PS Median figures are far more insightful than averages, as they aren’t as influenced by massive edge cases. This will become evident if next year’s report includes the HSE’s €100m+ costs.


2: 39% of the Irish firms included in the Hiscox survey were victims of a cyber attack in the last year.

Let’s do some ‘back of an envelope’ numbers:

As 70% of these firms suffered more than one attack, let’s round this up to 50% of Irish firms will be a victim, with the median cost of an attack is €7k (as stated before).

If my maths are correct (see my ‘one action’ below), this suggests the Expected Monetary Value (EMV) of cyber risk to half of Irish firms is no more than €3.5k per annum (50% likelihood x €7k median cost].

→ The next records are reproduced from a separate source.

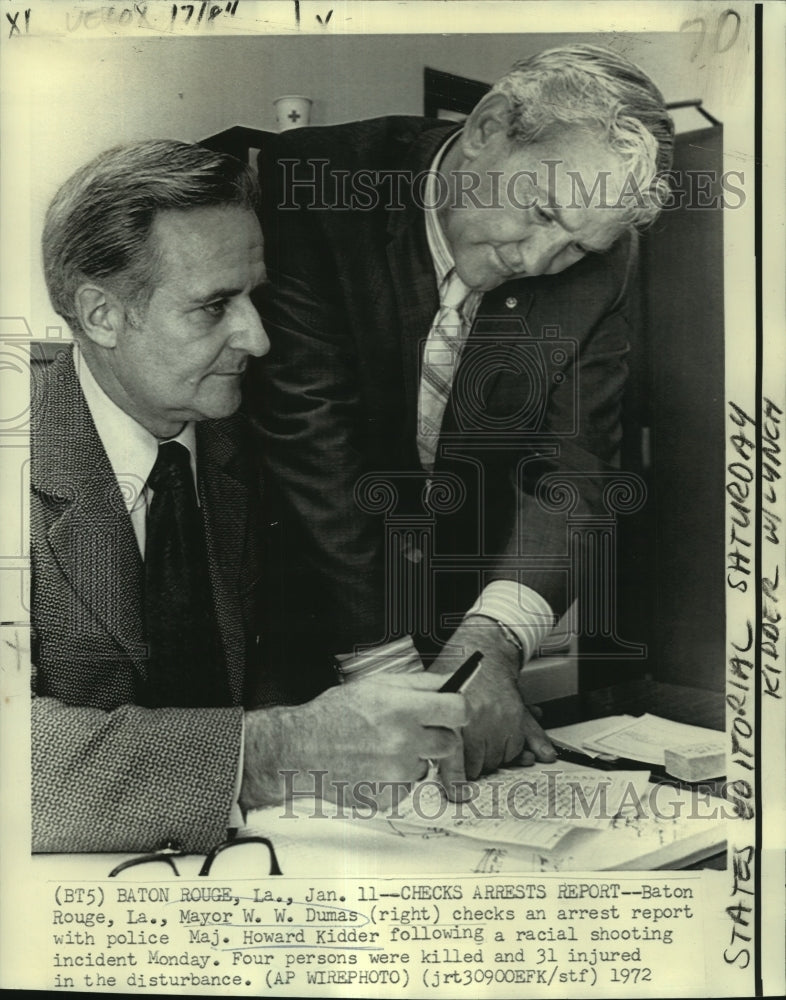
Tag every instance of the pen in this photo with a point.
(467, 669)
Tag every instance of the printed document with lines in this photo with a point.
(647, 826)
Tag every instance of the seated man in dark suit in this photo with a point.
(153, 717)
(448, 318)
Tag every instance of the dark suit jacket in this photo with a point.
(108, 775)
(351, 300)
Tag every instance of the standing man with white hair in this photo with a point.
(447, 314)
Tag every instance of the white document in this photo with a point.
(648, 737)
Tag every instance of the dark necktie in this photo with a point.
(186, 664)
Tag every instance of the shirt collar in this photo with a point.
(130, 447)
(437, 244)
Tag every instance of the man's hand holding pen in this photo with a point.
(500, 728)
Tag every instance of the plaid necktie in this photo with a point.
(440, 361)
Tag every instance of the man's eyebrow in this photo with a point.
(556, 211)
(560, 217)
(226, 293)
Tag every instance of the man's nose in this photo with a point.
(249, 334)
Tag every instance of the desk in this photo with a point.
(345, 844)
(695, 706)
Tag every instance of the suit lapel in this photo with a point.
(90, 534)
(412, 269)
(225, 496)
(500, 317)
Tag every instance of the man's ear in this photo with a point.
(100, 313)
(488, 122)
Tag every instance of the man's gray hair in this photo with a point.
(590, 87)
(98, 225)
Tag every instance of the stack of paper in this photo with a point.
(651, 740)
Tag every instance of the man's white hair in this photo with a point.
(589, 87)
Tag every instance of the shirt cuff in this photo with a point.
(524, 611)
(236, 817)
(397, 657)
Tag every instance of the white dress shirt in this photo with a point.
(525, 612)
(132, 451)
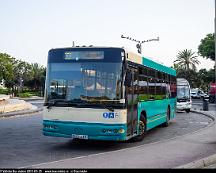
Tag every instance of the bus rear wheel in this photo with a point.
(142, 130)
(166, 124)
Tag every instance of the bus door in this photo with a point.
(132, 102)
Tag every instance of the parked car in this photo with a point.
(198, 93)
(212, 92)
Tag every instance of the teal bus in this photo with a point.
(106, 93)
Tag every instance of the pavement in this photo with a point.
(17, 106)
(179, 153)
(176, 151)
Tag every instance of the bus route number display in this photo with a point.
(76, 55)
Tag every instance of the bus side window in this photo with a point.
(151, 84)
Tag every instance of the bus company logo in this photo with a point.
(110, 114)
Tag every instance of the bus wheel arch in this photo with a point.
(168, 113)
(142, 127)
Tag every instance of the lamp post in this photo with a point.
(215, 45)
(139, 43)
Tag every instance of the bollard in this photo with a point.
(205, 105)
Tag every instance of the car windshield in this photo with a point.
(86, 81)
(183, 92)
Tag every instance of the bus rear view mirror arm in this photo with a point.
(128, 79)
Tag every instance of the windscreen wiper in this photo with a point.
(54, 101)
(108, 107)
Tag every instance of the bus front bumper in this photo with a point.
(80, 130)
(183, 106)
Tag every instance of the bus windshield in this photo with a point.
(89, 81)
(183, 92)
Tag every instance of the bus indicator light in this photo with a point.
(110, 115)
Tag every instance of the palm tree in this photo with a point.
(187, 60)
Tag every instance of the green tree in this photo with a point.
(186, 60)
(6, 68)
(207, 47)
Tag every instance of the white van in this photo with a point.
(184, 102)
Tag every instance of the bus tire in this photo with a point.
(166, 124)
(187, 110)
(142, 129)
(211, 99)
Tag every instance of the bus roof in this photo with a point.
(138, 58)
(182, 81)
(133, 57)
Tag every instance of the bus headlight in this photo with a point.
(121, 130)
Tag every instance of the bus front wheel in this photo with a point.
(142, 129)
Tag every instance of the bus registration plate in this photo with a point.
(79, 136)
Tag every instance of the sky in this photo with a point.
(30, 28)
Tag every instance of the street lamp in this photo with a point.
(215, 45)
(139, 43)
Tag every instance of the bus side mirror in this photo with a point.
(128, 79)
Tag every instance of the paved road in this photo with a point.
(22, 143)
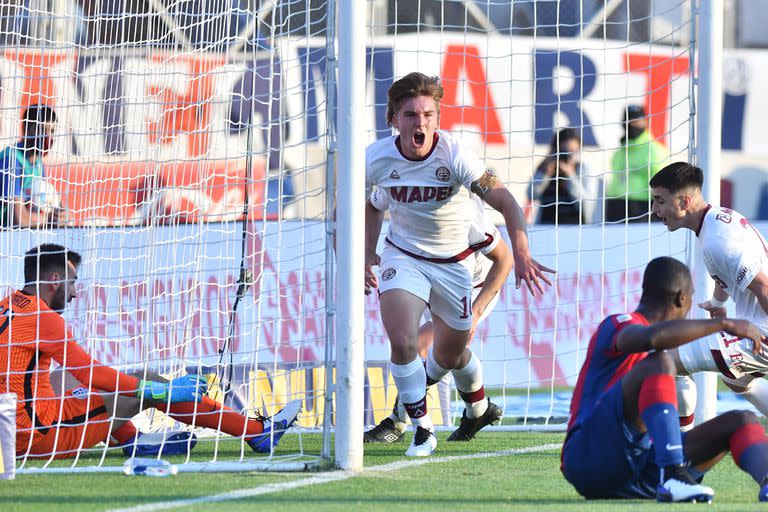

In other words, half of Irish firms should spend no more than €3.5k per annum on cybersecurity as the expected loss is no more than €3.5k per annum.

I would interpret this in one of three ways:

1 – My maths are wrong.

2 – My career choice is wrong.

3 – Understanding the data points that fed into this number is critical.

3 – Confirming whether you are likely to be in the bottom 50% is critical, as I discuss in my ‘one action’ below.


ONE ACTION – If you do only one ‘cybersecurity’ thing this week, do this.

1: Check my maths and check your numbers:

Now is the time for all of the accountants and actuaries reading this to tell me where I went wrong in my calculations above.

Otherwise, it suggests that for half of Irish firms, the expected monetary value of cybersecurity risk is no more than €3.5k per annum.

Think about whether your firm could fall into this lower half of firms.

If it doesn’t and you’re in the top 50%, my maths would suggest that the cost of each successful attack on your firm is likely to be between €7k and €750k so the amount you should be spending on cybersecurity is somewhere betweem €3.5k and €375k pa.

Regardless, if you do nothing else, make sure your firm is not one of the 17% of surveyed firms that said their very survival was threatened as a result of the attack.